Is Israel Ready To Take In Syrian Refugees--And The Danger If It Is

The story is that Israel is not only prepared to take in refugees, but Alawis in particular--that would be Assad's Muslim sect.

And according to Michael Totten--Israel is ready to repopulate those Alawi Syrian refugees on the Golan:
The Israeli Army’s Chief of Staff Benny Gantz says Israel is preparing to take in refugees following the downfall of Syria’s Bashar al-Assad. The interesting part is that Israel is expecting refugees from the Alawite minority and to house them on the Golan Heights.

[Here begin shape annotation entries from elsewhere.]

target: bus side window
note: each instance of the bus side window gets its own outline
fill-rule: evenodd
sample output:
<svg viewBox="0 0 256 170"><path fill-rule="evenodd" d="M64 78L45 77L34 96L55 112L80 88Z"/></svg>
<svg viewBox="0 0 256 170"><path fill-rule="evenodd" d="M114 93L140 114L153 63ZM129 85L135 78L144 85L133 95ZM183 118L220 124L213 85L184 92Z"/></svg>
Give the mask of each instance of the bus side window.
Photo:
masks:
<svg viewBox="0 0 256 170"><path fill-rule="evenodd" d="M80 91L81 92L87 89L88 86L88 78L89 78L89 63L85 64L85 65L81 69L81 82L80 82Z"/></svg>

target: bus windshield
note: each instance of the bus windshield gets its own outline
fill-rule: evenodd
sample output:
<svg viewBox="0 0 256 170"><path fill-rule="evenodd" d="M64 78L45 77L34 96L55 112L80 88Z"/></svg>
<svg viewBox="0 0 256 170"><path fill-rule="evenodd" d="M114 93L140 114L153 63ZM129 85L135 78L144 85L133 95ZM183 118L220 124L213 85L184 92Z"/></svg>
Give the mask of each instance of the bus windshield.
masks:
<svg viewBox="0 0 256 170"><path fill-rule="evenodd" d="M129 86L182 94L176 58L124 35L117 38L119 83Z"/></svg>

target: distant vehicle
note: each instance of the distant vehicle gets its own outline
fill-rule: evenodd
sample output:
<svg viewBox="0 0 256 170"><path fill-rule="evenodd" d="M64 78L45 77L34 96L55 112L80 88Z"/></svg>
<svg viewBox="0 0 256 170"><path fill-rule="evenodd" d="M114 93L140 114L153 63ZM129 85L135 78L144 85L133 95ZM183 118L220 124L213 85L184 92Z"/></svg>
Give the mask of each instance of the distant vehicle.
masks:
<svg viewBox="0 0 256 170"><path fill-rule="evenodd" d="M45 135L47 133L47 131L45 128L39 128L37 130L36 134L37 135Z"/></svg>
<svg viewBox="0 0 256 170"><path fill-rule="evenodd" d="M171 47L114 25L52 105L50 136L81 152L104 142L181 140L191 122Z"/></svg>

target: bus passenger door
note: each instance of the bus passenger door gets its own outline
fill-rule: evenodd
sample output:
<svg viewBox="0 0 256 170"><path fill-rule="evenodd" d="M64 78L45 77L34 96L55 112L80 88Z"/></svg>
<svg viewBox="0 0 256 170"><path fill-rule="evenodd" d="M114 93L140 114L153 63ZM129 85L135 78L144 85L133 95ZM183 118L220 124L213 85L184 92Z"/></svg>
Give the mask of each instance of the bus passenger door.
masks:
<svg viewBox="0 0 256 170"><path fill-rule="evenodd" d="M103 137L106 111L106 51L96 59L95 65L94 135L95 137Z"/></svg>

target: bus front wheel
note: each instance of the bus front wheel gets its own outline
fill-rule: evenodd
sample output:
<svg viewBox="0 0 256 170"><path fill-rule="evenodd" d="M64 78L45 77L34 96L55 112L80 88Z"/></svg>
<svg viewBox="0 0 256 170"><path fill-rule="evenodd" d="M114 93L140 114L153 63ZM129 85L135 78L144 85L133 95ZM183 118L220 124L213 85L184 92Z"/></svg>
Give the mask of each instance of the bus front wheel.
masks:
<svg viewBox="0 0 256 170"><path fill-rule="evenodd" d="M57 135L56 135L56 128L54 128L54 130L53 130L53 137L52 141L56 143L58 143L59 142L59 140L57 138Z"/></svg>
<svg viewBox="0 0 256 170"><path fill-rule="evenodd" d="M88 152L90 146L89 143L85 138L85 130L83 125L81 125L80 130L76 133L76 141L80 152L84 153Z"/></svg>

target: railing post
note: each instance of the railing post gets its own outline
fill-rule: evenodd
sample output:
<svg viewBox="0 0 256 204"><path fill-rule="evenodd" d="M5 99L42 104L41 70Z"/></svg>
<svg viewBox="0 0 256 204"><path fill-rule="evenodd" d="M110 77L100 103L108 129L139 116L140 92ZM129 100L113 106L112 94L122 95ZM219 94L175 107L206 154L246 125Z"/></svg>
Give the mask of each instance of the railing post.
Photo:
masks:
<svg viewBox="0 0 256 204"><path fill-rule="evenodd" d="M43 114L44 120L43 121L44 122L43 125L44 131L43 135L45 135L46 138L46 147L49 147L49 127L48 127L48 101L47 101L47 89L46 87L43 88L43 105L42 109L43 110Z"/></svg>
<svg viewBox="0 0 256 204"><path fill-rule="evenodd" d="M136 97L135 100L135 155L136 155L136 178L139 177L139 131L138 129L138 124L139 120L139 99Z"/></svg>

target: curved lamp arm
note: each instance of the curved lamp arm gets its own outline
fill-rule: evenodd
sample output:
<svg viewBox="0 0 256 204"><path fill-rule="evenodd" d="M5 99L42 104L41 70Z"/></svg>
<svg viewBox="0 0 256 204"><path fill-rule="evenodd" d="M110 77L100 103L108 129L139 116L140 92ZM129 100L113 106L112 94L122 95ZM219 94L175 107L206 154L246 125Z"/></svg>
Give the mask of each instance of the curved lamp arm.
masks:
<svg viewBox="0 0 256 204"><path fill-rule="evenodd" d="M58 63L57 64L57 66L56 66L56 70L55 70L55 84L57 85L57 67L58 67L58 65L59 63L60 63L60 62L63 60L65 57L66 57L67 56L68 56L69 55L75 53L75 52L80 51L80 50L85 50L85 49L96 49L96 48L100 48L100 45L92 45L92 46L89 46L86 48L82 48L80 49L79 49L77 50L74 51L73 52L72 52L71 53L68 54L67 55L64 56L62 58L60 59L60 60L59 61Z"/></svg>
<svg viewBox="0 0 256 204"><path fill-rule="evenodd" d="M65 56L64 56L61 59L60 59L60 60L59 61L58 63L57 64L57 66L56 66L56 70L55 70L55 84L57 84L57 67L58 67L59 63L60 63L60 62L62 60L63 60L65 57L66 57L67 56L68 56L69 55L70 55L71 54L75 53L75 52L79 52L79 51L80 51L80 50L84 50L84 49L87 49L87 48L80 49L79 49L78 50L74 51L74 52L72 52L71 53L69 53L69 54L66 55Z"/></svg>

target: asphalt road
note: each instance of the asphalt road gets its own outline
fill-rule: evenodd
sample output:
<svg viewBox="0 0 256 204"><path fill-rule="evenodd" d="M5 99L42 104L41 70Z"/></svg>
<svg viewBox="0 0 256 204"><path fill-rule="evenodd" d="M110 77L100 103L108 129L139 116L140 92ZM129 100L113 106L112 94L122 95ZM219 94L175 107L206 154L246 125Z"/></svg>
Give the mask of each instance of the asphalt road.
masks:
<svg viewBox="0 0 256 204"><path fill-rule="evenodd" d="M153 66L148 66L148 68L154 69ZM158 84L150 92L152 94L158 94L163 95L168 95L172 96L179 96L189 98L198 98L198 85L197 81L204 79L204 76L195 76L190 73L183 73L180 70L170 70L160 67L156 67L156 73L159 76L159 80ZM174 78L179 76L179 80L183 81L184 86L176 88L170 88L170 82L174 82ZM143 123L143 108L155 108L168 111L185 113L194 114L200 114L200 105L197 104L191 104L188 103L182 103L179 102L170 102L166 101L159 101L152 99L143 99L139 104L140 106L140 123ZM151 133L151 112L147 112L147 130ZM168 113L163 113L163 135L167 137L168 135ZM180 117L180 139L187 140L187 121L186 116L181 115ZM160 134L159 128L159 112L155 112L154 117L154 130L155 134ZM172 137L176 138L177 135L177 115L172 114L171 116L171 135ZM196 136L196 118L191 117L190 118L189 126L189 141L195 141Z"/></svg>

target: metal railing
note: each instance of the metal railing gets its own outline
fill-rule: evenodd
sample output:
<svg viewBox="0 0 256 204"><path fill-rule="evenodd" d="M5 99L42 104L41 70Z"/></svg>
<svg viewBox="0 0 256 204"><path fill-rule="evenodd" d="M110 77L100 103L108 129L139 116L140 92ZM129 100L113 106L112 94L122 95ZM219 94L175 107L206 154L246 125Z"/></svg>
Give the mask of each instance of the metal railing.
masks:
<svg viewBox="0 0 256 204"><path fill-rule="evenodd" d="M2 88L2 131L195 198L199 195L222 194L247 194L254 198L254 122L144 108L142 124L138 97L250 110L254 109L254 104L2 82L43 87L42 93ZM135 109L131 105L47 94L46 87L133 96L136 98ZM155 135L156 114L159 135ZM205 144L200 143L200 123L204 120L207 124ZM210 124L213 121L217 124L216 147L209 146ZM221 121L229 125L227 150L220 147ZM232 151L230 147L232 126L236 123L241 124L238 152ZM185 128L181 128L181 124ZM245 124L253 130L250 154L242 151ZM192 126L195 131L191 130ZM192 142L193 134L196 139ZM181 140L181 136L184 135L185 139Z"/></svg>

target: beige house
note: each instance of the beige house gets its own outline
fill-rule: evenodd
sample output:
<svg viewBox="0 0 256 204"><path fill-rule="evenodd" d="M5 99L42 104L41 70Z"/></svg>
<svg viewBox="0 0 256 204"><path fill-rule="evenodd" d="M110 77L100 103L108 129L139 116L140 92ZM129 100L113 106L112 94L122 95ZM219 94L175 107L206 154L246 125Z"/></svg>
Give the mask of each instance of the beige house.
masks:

The Assad family and most of the regime are Alawites at war with the Sunni Muslim majority. The Golan Heights was taken from Syria in the 1967 war when Damascus used it as a platform to shoot at and shell Israeli civilians in the Galilee far below.

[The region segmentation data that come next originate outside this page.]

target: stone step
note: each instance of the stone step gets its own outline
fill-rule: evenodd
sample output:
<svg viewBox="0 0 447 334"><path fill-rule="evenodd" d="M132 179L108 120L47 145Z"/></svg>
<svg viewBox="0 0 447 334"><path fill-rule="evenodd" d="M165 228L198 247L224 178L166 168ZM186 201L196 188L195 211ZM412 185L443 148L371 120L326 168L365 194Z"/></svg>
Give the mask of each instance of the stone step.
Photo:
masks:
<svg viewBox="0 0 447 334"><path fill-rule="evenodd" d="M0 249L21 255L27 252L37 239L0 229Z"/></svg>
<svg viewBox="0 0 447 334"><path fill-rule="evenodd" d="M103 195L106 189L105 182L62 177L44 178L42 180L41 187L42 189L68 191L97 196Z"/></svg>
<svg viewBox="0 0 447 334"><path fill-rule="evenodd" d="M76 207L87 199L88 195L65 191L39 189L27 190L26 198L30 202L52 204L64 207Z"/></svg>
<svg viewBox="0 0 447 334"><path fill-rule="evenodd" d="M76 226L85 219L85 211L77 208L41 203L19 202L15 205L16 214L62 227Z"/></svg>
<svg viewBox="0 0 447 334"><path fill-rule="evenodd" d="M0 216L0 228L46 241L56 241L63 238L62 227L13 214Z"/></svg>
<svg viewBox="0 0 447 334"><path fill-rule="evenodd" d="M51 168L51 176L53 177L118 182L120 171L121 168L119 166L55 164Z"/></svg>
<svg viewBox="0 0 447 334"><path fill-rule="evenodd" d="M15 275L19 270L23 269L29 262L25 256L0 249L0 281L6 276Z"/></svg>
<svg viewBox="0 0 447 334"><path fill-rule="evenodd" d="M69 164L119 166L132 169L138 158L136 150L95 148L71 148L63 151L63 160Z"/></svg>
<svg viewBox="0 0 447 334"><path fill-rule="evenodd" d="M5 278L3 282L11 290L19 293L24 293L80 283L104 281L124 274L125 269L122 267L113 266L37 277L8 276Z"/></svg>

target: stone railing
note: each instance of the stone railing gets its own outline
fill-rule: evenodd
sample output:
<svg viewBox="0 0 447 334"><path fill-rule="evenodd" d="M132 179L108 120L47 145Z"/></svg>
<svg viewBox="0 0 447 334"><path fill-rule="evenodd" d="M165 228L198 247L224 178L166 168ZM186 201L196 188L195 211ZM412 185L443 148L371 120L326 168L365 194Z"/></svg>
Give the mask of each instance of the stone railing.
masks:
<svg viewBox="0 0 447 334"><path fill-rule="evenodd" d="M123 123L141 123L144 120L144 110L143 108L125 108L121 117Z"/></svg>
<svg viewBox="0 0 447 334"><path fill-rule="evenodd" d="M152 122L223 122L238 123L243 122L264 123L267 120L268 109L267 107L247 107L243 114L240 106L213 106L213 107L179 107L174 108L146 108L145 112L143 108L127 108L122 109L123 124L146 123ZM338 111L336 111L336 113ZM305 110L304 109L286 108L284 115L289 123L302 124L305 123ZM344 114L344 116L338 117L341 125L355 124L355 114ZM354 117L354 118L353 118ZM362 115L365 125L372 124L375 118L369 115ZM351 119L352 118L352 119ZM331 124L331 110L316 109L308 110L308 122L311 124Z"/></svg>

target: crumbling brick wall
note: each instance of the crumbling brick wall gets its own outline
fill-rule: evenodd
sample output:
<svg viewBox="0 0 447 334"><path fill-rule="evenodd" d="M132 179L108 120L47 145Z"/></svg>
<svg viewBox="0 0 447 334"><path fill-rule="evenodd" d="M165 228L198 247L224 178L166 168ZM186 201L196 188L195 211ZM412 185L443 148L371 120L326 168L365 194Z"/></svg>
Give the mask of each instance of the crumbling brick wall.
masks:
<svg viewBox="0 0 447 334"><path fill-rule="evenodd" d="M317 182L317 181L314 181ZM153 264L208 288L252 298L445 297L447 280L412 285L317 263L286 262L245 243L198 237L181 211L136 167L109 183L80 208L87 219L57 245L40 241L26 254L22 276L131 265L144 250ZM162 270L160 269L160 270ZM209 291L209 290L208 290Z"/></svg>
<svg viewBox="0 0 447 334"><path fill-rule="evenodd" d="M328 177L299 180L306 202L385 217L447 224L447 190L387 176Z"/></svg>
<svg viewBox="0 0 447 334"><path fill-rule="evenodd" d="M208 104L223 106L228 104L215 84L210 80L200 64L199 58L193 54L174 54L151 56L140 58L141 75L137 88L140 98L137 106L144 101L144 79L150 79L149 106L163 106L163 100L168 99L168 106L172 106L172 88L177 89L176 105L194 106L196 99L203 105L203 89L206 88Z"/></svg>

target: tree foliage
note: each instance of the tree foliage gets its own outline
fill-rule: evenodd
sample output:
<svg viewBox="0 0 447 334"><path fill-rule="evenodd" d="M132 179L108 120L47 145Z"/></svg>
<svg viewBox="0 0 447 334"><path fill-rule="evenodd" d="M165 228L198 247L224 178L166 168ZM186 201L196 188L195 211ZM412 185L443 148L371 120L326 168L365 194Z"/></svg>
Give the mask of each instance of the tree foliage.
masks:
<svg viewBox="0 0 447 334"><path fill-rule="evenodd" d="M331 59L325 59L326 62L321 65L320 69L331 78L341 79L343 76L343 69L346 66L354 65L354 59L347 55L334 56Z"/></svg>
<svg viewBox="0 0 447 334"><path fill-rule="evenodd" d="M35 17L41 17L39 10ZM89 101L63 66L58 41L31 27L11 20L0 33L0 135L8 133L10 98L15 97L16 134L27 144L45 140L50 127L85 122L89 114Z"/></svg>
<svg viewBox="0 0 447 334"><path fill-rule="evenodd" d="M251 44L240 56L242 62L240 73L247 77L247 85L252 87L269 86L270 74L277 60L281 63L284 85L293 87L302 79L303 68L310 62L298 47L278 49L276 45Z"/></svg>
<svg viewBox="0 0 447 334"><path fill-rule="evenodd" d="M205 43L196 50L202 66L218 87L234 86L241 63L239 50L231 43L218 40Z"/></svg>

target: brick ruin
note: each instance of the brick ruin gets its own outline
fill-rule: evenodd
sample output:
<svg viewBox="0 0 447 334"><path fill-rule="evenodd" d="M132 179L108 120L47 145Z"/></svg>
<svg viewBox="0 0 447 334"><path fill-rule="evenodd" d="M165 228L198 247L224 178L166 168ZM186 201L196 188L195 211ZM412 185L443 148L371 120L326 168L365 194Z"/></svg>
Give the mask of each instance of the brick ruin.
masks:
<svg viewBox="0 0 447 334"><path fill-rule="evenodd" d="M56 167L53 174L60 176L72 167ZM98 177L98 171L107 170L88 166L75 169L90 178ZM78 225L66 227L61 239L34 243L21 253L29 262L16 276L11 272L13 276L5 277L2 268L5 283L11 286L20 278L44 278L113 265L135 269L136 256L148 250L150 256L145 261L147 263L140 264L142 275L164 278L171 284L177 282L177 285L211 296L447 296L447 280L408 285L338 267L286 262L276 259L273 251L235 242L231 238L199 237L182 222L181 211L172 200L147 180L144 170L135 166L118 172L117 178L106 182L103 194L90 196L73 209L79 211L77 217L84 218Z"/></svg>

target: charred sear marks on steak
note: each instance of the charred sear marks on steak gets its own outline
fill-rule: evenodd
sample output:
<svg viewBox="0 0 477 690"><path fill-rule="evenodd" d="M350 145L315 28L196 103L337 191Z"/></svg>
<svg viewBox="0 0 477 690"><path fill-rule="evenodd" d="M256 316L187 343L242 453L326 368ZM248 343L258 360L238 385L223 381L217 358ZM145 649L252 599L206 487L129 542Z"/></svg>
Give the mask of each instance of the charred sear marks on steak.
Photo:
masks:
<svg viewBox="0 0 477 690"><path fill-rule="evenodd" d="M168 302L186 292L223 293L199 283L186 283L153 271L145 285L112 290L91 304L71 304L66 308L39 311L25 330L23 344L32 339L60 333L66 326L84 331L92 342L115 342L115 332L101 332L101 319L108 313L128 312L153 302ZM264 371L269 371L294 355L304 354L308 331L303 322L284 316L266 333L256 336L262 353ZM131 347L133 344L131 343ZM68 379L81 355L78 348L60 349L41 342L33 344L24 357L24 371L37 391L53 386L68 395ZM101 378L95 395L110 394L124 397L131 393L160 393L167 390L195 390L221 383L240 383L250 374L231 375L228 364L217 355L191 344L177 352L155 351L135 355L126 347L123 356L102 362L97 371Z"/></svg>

When Assad demands the Golan Heights back, he does not have it in mind as a refugee camp under the stewardship of his enemies for his overthrown clan.
Totten suggests that this might be more an issue of psychological warfare with Assad than an actual plan--or even both. Either way, Totten notes there is a certain danger in making the offer:
Many Syrians may read this as Israeli support for the Alawites, and by extension the Assad regime that is murdering them, thus bolstering the ridiculous yet not uncommon notion that Israel and Syria have long had a sinister agreement with each other at the expense of the Sunnis. So if this announcement about refugees is strategic, it might help, but it also might backfire. We’ll see.
At this point, we may have already seen--because now, from Israel, comes the denial:
CoS Benny Gantz clarifies Tuesday evening that he never stated that the IDF was ready to accept Syrian Alawite refugees, only that the IDF was prepared for a possible flooding of the Golan Heights border with them.
Welcome to the Middle East--where not only weapons can disturb the balance, but even an innocent-sounding statement can potentially raise passions that can only have a detrimental effect.